Erstellt am: 17. 11. 2013 - 11:58 Uhr
Der Zaubermeister lässt es krachen
Im Videostream
Die FM4 Radiosession mit Shantel, dem Bukovina Club Orkestar und Dear Reader kann man bis 28. November hier anschauen
Es beginnt ganz langsam, mit einer Ansprache. Sehr geehrte Damen und Herren, sind Shantels erste Worte, als er die Bühne betritt, und ein bisschen irritierend ist das schon, diese reservierte Distanz. Schließlich schafft der Große Sendesaal im Radiokulturhaus, wie Shantel im Interview hinterher bestätigt, auf Anhieb eine Intimität, die einen glauben macht, man wäre in einem Wohnzimmer anstatt auf einer Konzertbühne.
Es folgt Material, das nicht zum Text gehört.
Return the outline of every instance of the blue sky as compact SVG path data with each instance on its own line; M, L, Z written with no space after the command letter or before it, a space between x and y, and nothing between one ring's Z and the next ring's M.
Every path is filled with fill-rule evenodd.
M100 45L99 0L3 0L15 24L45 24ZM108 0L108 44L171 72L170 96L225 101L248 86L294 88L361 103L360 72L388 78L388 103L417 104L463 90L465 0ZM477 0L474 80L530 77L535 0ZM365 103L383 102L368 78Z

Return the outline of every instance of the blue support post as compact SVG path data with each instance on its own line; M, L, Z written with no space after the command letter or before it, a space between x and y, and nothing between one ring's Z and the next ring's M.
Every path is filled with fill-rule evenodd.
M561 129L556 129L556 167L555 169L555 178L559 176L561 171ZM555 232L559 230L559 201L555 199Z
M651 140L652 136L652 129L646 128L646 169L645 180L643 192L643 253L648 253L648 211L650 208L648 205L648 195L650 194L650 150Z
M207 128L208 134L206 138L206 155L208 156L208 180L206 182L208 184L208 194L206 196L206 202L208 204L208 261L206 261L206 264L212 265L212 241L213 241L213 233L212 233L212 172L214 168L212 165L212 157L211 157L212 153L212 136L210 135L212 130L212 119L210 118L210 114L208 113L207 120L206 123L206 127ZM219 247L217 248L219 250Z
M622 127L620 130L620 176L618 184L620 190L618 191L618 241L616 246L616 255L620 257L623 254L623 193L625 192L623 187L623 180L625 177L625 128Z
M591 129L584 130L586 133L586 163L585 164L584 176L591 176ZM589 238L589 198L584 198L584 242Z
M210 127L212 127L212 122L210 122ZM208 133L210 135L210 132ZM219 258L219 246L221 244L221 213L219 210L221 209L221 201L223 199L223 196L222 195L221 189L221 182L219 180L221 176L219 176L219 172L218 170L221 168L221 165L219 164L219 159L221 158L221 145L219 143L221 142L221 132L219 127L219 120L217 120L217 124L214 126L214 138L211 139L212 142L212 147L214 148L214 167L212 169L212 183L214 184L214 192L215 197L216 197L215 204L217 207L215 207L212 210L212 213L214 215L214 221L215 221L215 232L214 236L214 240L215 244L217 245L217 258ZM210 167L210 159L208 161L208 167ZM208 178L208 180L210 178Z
Christian Stipkovits / FM4
Es ist aber nicht das holzvertäfelte und samtbehangene Ambiente, das Stefan Hantel dazu antreibt, sein Publikum zu siezen, er tut es aus Gewohnheit und purer Höflichkeit. Und erst einmal steht er da und erzählt.
Die lange Ansprache macht das tanzbereite Publikum offensichtlich nervös, doch Shantel spannt uns extra auf die Folter, denn anschließend bittet er nicht seine Partymaschine, das Bucovina Club Orkestar, auf die Bühne, sondern Emma Greenfield und Cherilyn MacNeil, zwei in Berlin lebende Musikerinnen, die uns unter dem Namen Dear Reader bekannt sind und die Shantel, wie er dem Publikum glaubhaft versichert, beim FM4 Hören im Auto für sich entdeckt hat.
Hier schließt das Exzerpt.